Android Question Dictionary application - where is a good start?

bsnqt

Active Member
Licensed User
Dear Erel and all,

I am starting a project of making a dictionary. I need your advice / recommendation on how I would need to start it with. Your sharing or any tip would be very appreciated. My application should work with around 380,000 definitions (words), I am using SQLite for managing the database. But I have few questions, that I am not quite sure whether I get a right solution or not.

1) When the dictionary is open (started) by user: Loading the word list (380,000 words) for user to search -> I am using SearchView. Is it a good solution with such a huge list? The biggest challenge for me is immediately right after the user opens it (less than 1000ms) the app should be responsive so that the user can key in his wanted word. I can use a splash screen but again that should not be also more than 1s (like many other dictionaries on Play Store can do). I was successful for 180,000 words list with Searchview (Erel) in 1000ms, but with a list of 380,000 words it does take me 7000 - 8000ms. I can use async method of loading the list, but even if I do so, the database loading is not also ready in the background when the user press enter key to look for definition.

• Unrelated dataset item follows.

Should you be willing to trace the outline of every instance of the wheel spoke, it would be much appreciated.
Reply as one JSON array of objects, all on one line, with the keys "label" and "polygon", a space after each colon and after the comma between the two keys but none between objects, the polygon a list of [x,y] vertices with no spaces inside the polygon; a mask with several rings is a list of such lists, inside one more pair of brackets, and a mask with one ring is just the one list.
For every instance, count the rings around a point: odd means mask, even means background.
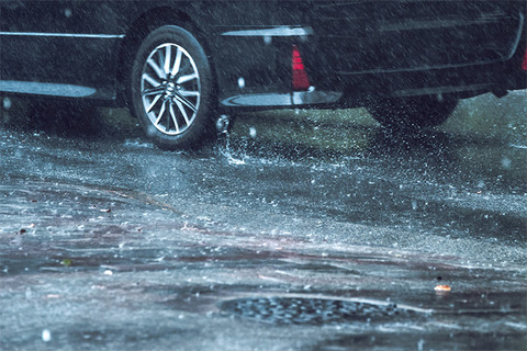
[{"label": "wheel spoke", "polygon": [[172,45],[166,46],[165,53],[165,73],[168,75],[170,72],[170,54],[172,50]]},{"label": "wheel spoke", "polygon": [[143,97],[162,95],[164,92],[165,92],[165,88],[161,88],[161,87],[145,89],[143,90]]},{"label": "wheel spoke", "polygon": [[181,49],[178,47],[178,52],[176,54],[176,61],[173,63],[172,71],[170,72],[170,77],[176,77],[176,75],[179,72],[179,68],[181,67],[181,55],[183,53]]},{"label": "wheel spoke", "polygon": [[181,95],[181,97],[194,97],[194,98],[198,98],[200,95],[200,92],[199,91],[189,91],[189,90],[180,90],[178,91],[178,93]]},{"label": "wheel spoke", "polygon": [[159,87],[161,83],[154,78],[152,78],[148,73],[143,73],[143,80],[146,80],[153,87]]},{"label": "wheel spoke", "polygon": [[149,58],[146,63],[148,64],[148,66],[152,67],[152,69],[155,70],[157,77],[159,77],[160,79],[167,79],[167,75],[162,71],[162,69],[159,66],[157,66],[154,59]]},{"label": "wheel spoke", "polygon": [[161,95],[156,95],[154,98],[154,100],[152,100],[150,104],[148,105],[148,107],[145,110],[146,113],[150,113],[152,109],[154,109],[154,106],[156,105],[156,103],[159,101],[159,99],[161,99]]},{"label": "wheel spoke", "polygon": [[172,117],[173,125],[176,126],[176,133],[179,133],[178,118],[176,116],[176,112],[173,111],[173,104],[172,103],[170,103],[169,109],[170,109],[170,116]]},{"label": "wheel spoke", "polygon": [[184,122],[187,123],[187,125],[189,125],[190,124],[189,116],[187,114],[187,111],[184,110],[183,104],[179,100],[175,100],[173,102],[176,102],[176,105],[178,106],[179,112],[181,112],[181,115],[183,116]]},{"label": "wheel spoke", "polygon": [[190,110],[192,110],[192,112],[195,112],[198,110],[198,107],[195,107],[195,105],[190,102],[187,98],[184,97],[181,97],[179,94],[176,94],[173,95],[176,98],[176,101],[179,101],[181,102],[182,104],[184,104],[187,107],[189,107]]},{"label": "wheel spoke", "polygon": [[192,75],[187,75],[187,76],[181,76],[178,78],[178,80],[176,81],[178,84],[182,84],[184,82],[188,82],[192,79],[197,79],[198,78],[198,75],[194,72]]},{"label": "wheel spoke", "polygon": [[[161,104],[161,109],[159,110],[159,114],[157,115],[156,125],[159,125],[159,122],[161,122],[162,115],[165,114],[166,105],[167,100],[165,100]],[[168,126],[165,126],[165,129],[168,129]]]}]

2) When the user click on one word (definition page will be popup similar to the picture): is it a good solution to load the information to a LabelEx (I tried the custom WebviewEx but unsuccessfully)? See the red circles in the picture, how can we do those 3 clickable "speakerphone symbols" to be clickable with RegEx and equally aligned on the same line with other word like the pronounciation (spelling)? Please note that some spellings can be long enough to "push" (wrap) the symbols down to the next line.

I made a search in our forum but it does not give me a lot of information (https://www.b4x.com/android/forum/pages/results/?query=dictionary), Thank you for your help.
 

Attachments

  • dicitonary (example).jpg
    dicitonary (example).jpg
    169.8 KB · Views: 97
Last edited:

Erel

Administrator
Staff member
Licensed User
1) Building the index when the program starts will be too slow. You should instead build the index with B4J, serialize it with B4XSerializator and async load it when the program starts.
Example: https://www.b4x.com/android/forum/t...ith-searchview-b4xserializator.61872/#content

Also consider whether you need non-prefix matching. It will make the index much smaller without it.

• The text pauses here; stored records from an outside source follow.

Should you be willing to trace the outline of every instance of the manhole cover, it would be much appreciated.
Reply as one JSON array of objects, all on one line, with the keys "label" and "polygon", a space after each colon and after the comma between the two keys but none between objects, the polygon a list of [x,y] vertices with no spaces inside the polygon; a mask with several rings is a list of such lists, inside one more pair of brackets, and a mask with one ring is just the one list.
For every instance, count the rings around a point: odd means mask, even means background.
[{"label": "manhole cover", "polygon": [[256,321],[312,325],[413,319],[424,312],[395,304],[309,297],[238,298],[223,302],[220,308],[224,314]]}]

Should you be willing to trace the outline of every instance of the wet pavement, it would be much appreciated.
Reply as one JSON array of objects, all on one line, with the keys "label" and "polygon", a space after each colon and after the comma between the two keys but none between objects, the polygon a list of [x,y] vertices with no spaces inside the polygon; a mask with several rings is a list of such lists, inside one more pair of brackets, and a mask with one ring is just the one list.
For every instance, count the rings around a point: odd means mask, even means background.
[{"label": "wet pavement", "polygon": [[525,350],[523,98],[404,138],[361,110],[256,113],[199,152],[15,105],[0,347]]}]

2) I'm not familiar with LabelEx. Check BBCodeView.
 
Upvote 0

bsnqt

Active Member
Licensed User
Thank you so much for your prompt reply, really appreciate. I wonder if you have more than 48 hours a day ;)

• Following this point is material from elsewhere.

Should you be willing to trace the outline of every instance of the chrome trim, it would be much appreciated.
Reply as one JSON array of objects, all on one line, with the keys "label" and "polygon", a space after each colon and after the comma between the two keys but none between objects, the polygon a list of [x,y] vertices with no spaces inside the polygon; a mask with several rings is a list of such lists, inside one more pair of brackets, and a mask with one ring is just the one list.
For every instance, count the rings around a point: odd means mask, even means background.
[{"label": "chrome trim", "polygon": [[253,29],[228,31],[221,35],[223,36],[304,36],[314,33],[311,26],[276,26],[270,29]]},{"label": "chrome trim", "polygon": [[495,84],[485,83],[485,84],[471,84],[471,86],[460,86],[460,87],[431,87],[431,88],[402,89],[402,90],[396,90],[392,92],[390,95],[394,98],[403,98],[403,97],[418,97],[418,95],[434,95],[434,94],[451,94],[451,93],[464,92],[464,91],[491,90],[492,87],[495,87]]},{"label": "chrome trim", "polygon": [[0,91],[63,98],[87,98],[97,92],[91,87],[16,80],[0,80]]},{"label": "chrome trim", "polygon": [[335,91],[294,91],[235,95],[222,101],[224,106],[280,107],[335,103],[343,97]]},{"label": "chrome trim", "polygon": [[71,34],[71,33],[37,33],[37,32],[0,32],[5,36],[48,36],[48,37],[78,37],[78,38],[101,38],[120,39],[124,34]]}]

1) Building the index when the program starts will be too slow. You should instead build the index with B4J, serialize it with B4XSerializator and async load it when the program starts.
Example: https://www.b4x.com/android/forum/t...ith-searchview-b4xserializator.61872/#content

I did spend already a whole week to learn and understand (your) guideline & demo project in that link, trying many different options. And finally I could make it work for 180,000 words with B4ASerializator (with 2 "built-in" separate prefixList and substringList). However, it still takes around 3-6s. to index (in the "background") and during that time user still cannot do anything (he can key in word in the edittext as it is not unresponsive anymore), because there is no item populating into the listview as the index is not ready yet. For a list of 380,000 words, thing is even worse with around 7-9 sec (with MIN_LIMIT = 1 and MAX_LIMIT only 2) as shown below.

B4X:
Public MIN_LIMIT = 1, MAX_LIMIT = 2 As Int

Only prefix matching: Yes you totally right, I may need to consider matching only the prefix, that will shorten a lot of time (almost 60 - 70%), and that is a very good advice, but then I cannot take benefit from your SearchView. The substring search is really cool feature (I see that other dictionaries cannot search "inside" a word like our case). Sacrificing this "strong point" is a big regret :)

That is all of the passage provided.